La SCI LA [W] ne produit pas le contrat de prêt litigieux et il résulte du protocole d’accord en date du 8 avril 2022 que « La Banque avait consenti un prêt relais sur SCI [W] afin d’anticiper le versement des fonds de la vente avec comme destination un apport en compte courant d’associé dans Maison [L] afin de diminuer substantiellement la dette de cette dernière. L’accord de ce prêt est aujourd’hui caduc. », ce dont il résulte que le prêt litigieux n’a en réalité jamais existé.
En conséquence, la SCI LA [W] sera déboutée de sa demande.
Sur les dépens et l’article 700 du code de procédure civile :
Il y a lieu de condamner in solidum [K] [L], la SCI CEB et la SCI LA [W] aux entiers dépens, lesquels comprendront les coûts des actes de procédure nécessaires au sens des articles L111-7 et L111-8 du code des procédures civiles d’exécution.
Il y a lieu de condamner in solidum [K] [L], la SCI CEB et la SCI LA [W] à verser à la SOCIETE GENERALE la somme de 3000 euros au titre de l’article 700 du code de procédure civile.
Sur l’exécution provisoire :
L’article 514 du code de procédure civile dispose que « les décisions de première instance sont de droit exécutoires à titre provisoire à moins que la loi ou la décision rendue n’en dispose autrement. »

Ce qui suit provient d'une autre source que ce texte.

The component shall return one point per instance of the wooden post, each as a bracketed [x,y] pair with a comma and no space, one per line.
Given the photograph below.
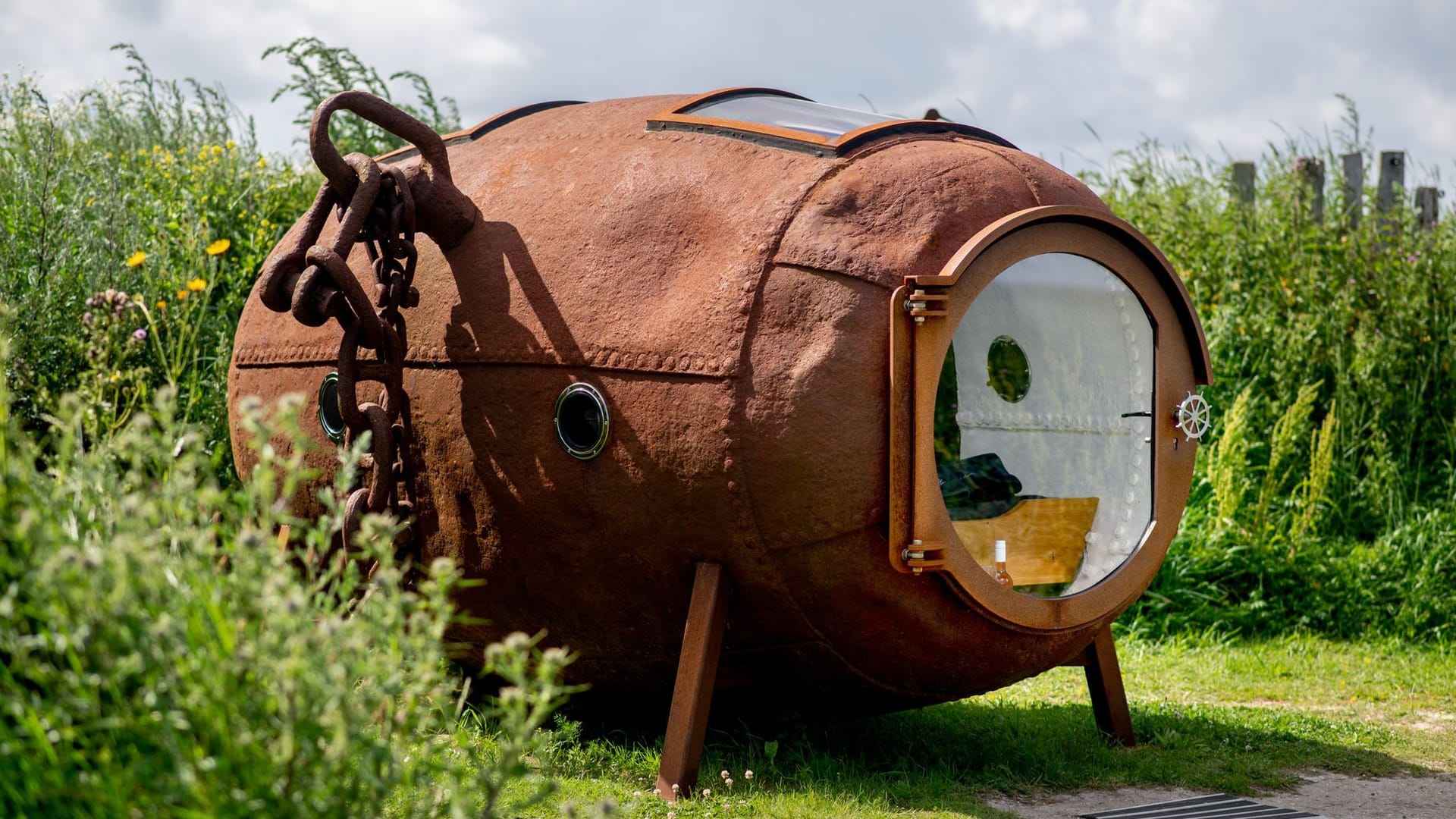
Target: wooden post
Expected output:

La présente décision est exécutoire de droit à titre provisoire.
PAR CES MOTIFS :
Le Tribunal, statuant publiquement par mise à disposition de la décision au greffe après débats en audience publique, par jugement contradictoire rendu en premier ressort :
DEBOUTE [K] [L], la SCI CEB et la SCI LA [W] de l’ensemble de leurs demandes ;
CONDAMNE in solidum [K] [L], la SCI CEB et la SCI LA [W] aux entiers dépens, lesquels comprendront les coûts des actes de procédure nécessaires au sens des articles L111-7 et L111-8 du code des procédures civiles d’exécution ;
CONDAMNE in solidum [K] [L], la SCI CEB et la SCI LA [W] à verser à la SOCIETE GENERALE la somme de 3000 euros au titre de l’article 700 du code de procédure civile ;
RAPPELLE que la présente décision est exécutoire à titre provisoire ;
REJETTE les prétentions pour le surplus ;
Ainsi jugé et prononcé les jour, mois et an susdits.